From that first day of battle this cynic was sincerely impressed with the historic immediacy of the embed reportage and the human concern these reporters dramatically displayed (and display still) for the soldiery.
I was impressed that old guys, like Walter Rodgers (we many years ago when he was a young AP reporter shared a bus ride and a conversation) and Ted Koppel, were embedded with the troop and not back at the Saigon Hilton in Kuwait. I mordantly chortled (to quote a hero) that Rummy wasn’t pleased the embeds were drifting off plan. The presence of cocky youth, like CNN's Ryan Chillcothe, didn’t initially impress but their reporting, to use an old broadcasting expression, “blew my socks off!” What was not to be impressed? The great beauty and innocence of American youth wrapped in all our technical and patriotic glory was the real shock and awe to the beetling jealousy of the craven world. It was Gulf I with the Moon landing blended into Psy Op sledgehammer and barring a disastrous chem/bio attack this Psy victory continues no matter what one thinks, good or ill, of the Bush Administration.
In a previous post I drew a comparison between this war and a pagan sacrifice. The expiation of sin by ritual bloodletting; I still feel this comparison is apt if a bit cold and over intellectual in a Wolfowitzian sort of way.
I am sorry for David Bloom the person and his young family and the price, like so many young soldiers and their families, that has been their loss and the suffering that will ripple from it. The people of America cannot afford to allow this blood price to be dressed in sugary glory and these deaths, Iraqi and American, to be in vain. War is never pretty or clean. War never goes according to pre-set political plan…plans gel from War’s chaos.

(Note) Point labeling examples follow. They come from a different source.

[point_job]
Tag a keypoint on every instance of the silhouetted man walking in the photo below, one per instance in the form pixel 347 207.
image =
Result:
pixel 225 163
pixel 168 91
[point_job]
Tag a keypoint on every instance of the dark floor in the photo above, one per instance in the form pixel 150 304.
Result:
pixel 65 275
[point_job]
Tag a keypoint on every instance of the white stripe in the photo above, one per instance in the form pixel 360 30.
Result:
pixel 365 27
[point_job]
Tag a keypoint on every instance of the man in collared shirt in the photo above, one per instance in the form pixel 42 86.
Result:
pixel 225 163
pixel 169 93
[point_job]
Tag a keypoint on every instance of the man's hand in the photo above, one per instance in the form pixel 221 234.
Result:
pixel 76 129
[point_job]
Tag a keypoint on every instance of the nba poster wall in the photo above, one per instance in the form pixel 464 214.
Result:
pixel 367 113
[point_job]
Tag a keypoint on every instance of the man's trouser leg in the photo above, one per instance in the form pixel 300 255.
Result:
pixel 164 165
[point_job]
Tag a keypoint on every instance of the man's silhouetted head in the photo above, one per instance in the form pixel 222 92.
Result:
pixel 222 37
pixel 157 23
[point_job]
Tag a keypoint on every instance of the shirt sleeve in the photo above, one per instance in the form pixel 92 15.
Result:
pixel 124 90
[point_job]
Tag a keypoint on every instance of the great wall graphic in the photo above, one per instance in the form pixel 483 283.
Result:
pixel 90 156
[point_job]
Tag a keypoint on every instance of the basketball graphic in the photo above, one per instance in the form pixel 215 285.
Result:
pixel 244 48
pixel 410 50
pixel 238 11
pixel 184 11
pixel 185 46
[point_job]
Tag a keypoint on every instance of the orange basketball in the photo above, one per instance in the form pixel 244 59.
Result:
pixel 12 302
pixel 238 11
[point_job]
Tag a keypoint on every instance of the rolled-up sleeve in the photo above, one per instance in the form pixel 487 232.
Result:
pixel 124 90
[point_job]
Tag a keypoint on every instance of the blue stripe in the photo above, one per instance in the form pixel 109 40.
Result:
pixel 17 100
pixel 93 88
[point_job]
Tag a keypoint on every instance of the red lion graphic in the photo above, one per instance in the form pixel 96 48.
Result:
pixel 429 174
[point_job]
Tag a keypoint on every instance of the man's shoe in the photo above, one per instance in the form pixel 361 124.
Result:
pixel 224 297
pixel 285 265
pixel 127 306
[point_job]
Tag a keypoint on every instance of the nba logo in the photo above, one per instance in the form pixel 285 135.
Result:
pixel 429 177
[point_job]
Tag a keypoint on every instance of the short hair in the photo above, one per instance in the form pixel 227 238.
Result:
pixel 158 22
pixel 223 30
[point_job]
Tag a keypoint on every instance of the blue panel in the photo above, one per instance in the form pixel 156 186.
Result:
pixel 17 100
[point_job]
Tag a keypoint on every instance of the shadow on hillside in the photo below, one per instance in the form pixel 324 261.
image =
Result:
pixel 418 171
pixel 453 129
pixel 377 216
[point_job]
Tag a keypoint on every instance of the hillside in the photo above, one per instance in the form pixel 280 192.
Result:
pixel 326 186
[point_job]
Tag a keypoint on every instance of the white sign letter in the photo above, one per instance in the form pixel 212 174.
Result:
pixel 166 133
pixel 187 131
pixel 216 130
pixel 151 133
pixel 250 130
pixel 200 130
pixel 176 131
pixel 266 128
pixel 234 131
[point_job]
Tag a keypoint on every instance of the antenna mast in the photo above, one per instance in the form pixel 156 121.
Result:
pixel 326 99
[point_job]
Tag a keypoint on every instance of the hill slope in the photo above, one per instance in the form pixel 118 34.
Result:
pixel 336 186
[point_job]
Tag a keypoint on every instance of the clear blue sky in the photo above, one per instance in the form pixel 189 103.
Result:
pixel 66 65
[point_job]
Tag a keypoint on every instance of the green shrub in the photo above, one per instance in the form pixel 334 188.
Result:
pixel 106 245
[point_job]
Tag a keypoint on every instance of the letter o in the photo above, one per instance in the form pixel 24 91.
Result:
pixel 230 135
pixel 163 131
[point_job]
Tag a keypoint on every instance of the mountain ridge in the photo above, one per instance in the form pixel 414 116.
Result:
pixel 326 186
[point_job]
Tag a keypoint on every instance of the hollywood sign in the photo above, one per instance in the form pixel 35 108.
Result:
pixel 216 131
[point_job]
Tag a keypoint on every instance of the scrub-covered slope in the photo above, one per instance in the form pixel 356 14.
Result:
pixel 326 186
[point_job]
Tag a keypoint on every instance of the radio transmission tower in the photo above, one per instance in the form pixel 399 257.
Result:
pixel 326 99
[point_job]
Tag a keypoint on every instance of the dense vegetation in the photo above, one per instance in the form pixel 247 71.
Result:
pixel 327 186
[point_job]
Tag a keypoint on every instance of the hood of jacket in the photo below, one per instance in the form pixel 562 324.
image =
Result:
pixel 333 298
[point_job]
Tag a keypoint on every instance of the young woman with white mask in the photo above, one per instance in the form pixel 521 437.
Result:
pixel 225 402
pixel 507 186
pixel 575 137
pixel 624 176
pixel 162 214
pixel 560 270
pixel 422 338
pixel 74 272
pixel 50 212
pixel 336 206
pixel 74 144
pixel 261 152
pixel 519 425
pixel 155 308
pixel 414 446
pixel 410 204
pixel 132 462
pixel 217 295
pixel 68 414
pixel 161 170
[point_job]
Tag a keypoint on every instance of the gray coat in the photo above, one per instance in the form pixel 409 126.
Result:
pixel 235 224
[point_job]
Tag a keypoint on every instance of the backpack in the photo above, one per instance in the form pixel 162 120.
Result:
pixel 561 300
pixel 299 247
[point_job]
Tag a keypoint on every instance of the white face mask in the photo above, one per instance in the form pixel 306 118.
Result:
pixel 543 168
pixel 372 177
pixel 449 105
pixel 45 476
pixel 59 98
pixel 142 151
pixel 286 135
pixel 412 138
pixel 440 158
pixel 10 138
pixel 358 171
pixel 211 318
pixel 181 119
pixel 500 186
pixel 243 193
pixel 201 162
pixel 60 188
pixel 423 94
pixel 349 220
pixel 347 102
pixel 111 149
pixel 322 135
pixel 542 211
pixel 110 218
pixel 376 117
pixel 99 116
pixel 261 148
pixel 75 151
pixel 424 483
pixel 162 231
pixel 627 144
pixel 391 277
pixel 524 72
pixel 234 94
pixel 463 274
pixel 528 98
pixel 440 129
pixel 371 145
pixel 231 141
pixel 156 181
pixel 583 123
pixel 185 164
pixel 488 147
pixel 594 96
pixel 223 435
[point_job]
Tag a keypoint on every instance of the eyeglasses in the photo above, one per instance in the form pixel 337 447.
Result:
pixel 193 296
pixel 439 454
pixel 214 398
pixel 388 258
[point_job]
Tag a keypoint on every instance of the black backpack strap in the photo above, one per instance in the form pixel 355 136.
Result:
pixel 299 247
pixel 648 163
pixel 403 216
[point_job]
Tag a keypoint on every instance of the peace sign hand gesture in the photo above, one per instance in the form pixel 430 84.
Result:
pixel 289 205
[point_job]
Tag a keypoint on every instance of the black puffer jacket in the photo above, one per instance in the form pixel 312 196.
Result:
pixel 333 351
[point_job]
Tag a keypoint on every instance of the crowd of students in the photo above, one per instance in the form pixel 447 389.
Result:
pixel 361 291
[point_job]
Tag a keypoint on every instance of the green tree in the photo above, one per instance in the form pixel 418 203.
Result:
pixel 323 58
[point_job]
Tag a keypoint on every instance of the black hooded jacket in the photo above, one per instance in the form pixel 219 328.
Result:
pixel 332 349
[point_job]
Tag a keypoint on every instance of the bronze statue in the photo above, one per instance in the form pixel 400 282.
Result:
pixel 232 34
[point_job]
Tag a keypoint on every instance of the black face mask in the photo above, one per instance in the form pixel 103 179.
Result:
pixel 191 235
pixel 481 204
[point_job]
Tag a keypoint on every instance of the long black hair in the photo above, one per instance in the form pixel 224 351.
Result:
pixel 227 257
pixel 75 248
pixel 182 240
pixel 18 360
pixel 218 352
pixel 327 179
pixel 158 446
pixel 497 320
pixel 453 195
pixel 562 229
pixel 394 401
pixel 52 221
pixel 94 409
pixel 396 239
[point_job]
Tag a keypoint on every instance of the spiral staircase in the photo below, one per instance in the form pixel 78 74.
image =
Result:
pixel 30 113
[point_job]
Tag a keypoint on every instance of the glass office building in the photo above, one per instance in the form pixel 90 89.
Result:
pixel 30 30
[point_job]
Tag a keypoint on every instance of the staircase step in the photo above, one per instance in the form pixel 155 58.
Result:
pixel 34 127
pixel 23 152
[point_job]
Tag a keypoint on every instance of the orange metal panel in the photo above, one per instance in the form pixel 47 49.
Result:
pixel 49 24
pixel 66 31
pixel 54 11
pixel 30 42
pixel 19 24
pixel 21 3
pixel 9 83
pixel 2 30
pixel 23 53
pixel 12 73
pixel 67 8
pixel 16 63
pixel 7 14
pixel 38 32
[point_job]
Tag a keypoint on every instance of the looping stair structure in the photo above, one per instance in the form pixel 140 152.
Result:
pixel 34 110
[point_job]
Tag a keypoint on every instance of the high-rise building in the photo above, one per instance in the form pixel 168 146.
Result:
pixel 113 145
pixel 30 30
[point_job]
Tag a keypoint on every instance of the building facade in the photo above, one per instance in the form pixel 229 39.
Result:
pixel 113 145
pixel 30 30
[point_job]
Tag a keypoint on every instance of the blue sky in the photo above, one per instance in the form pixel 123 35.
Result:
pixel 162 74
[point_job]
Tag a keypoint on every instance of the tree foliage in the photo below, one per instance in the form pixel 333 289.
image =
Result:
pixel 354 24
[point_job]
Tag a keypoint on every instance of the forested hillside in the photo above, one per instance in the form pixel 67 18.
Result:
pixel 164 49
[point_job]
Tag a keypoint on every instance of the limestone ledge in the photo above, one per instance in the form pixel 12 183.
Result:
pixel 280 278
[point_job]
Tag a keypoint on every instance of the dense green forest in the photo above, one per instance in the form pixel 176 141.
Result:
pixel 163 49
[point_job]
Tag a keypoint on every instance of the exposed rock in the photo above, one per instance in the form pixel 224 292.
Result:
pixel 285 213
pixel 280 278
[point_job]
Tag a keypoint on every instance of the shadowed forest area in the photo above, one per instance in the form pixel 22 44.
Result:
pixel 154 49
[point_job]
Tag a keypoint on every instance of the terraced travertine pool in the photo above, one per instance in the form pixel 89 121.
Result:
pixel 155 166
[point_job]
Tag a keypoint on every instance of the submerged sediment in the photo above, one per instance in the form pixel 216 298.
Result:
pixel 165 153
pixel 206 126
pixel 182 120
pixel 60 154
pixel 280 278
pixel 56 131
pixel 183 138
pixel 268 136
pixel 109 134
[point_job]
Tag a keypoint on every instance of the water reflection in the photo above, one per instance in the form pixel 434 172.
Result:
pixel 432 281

AETCo Intaglio Portrait, US Grant
I reflect on US Grant who shied from bloody meat at dinner but whose battle rage is legend. The bravery I’ve observed within the American ranks hasn’t been entirely restricted to active duty front line troops. Generals know History and History’s lessons.
As David Bloom’s wartime humanity brought him to journalism’s truth so too the concept of soldier has returned to the American hearth from its Vietnam estrangement. I hope the Generals remember that they are America’s sons as well and that they continue their sworn duty to our shared children and fight this battle as soldiers and not politicians.